Le gouvernement sénégalais s’oppose aux pressions internationales sur l’homosexualité

Le Premier ministre Ousmane Sonko a réitéré avec fermeté la volonté de l’exécutif sénégalais de renforcer les dispositions légales concernant l’homosexualité. Lors d’une prise de parole récente, il a souligné que toute loi adoptée s’appliquerait sans exception, tout en rejetant catégoriquement les critiques venues de l’étranger.

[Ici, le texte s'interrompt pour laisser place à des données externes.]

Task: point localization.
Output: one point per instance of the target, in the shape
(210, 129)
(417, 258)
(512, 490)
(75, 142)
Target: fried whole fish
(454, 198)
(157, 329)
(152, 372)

Premier ministre Ousmane Sonko lors d'une déclaration

Une application stricte et sans distinction des lois en vigueur

Ousmane Sonko a martelé que les textes législatifs, une fois adoptés, ne feraient l’objet d’aucune exception. Il a clairement indiqué : « Les lois s’appliquent à tous, sans distinction de statut social ou d’influence. Personne ne sera épargné, qu’il s’agisse de simples citoyens ou de figures publiques. » Cette position vise à clarifier que la législation en préparation ne tolérera aucune forme de discrimination positive ou négative dans son application.

Le chef du gouvernement a par ailleurs pointé du doigt l’inaction des gouvernements précédents, estimant que leur manque de fermeté avait permis l’aggravation du phénomène. « Ce n’est pas une question récente, mais les régimes antérieurs n’ont pas su endiguer ce fléau. » Cette critique sous-entend que la nouvelle approche du gouvernement Sonko marquera une rupture avec les politiques passées.

Rejet des ingérences étrangères et souveraineté nationale

Dans un contexte où certains partenaires internationaux expriment leur désapprobation, Ousmane Sonko a vivement réagi. Il a affirmé que la loi sur l’homosexualité reflétait les valeurs profondes de la société sénégalaise, et que le pays n’avait « aucune leçon à recevoir » des pays occidentaux. Il a notamment visé la France, souvent citée dans les critiques extérieures, pour souligner l’autonomie décisionnelle du Sénégal.

Le Premier ministre a également balayé les appels au moratoire lancés par certains intellectuels africains, réaffirmant sans ambiguïté : « Le processus législatif suivra son cours, sans interruption ni compromis. » Cette fermeté témoigne de la détermination du gouvernement à mener à bien sa réforme, malgré les pressions extérieures et les débats internes.